- Norwegian theatrical release poster
- Directed by: Eva Dahr
- Screenplay by: Axel Helgeland
- Based on: Appelsinpiken by Jostein Gaarder
- Produced by: Axel Helgeland
- Starring: Annie Dahr Nygaard Mikkel Bratt Silset Harald Thompson Rosenstrøm Emilie K. Beck Rebekka Karijord
- Cinematography: Harald Gunnar Paalgard
- Edited by: Per-Erik Eriksen
- Music by: Shaun Bartlett, Magnus Beite and Pablo Cervantes
- Distributed by: Sandrew Metronome
- Release date: 27 February 2009;
- Country: Norway
- Language: Norwegian

= The Orange Girl =

2009 Norwegian film

The Orange Girl (Appelsinpiken) is a Norwegian film released in February 2009. It is based on a book by author Jostein Gaarder; a book translated to 43 languages. In addition to the Norwegian production company Sandrew Metronome, the German company Tradewind Pictures and the Spanish Jaleo Films are also part of the project.

==Plot==

The film is based on a 2003 novel by the same name, written by Norwegian author Jostein Gaarder. The main character is the young boy Georg who one day finds a long letter from his deceased father in his old red stroller.
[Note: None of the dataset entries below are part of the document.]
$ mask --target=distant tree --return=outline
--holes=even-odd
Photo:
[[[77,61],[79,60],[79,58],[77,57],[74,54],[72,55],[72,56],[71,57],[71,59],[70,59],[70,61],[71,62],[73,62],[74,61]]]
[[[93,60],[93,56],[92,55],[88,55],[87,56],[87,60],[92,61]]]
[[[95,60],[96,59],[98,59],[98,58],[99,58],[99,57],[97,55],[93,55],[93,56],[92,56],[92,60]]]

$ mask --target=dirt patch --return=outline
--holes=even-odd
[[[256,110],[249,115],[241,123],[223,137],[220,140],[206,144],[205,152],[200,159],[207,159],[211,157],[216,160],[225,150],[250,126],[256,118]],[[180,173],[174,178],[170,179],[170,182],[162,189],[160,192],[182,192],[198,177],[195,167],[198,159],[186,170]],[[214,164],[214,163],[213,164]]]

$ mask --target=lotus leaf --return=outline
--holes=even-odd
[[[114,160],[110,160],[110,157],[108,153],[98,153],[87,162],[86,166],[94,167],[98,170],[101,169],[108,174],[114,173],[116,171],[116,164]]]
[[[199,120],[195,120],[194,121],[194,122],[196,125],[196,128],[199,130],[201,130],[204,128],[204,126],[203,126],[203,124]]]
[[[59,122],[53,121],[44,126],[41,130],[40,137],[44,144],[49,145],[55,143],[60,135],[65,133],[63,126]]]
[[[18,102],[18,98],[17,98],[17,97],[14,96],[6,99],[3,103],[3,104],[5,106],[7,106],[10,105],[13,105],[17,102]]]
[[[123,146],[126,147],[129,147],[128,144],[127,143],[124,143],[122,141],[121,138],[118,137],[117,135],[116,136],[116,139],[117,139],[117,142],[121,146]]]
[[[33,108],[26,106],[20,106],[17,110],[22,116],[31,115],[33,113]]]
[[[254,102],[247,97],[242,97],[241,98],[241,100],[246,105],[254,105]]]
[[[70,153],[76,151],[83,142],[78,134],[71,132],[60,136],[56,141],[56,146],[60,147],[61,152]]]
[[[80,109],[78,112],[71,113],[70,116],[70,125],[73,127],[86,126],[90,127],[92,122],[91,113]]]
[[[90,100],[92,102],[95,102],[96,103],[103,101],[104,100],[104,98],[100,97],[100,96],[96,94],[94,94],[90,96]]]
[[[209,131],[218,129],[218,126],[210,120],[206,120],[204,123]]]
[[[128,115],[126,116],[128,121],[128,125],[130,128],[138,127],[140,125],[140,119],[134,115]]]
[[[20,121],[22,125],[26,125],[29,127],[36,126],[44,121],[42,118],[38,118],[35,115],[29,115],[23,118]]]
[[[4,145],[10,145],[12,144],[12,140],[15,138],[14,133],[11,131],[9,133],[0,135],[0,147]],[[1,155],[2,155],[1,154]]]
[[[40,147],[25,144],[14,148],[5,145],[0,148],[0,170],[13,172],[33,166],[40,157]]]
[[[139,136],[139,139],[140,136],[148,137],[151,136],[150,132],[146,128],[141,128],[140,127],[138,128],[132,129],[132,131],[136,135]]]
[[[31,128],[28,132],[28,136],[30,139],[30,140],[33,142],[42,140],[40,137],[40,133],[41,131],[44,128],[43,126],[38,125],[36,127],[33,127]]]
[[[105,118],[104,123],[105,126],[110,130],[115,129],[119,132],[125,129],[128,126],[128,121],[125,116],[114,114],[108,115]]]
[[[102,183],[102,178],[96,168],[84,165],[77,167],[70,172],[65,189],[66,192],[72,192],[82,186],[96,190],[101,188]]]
The letter tells, among other things, about the father's youthful love for the mysterious "orange girl" (appelsinpiken), and leaves a mystery for Georg to solve. The story leaps back and forth between the father's letters to the future, the young boy's thoughts and the events of the father's life.

==Reception==
The newspaper Verdens Gang gave the film four out of six points. The reviewer, Jon Selås, found the film had succeeded in tying together several different story lines in a convincing manner. At the same time he did not think the flow of the dialogue was entirely natural. Among the actors he was most impressed by Annie Dahr Nygaard's effort.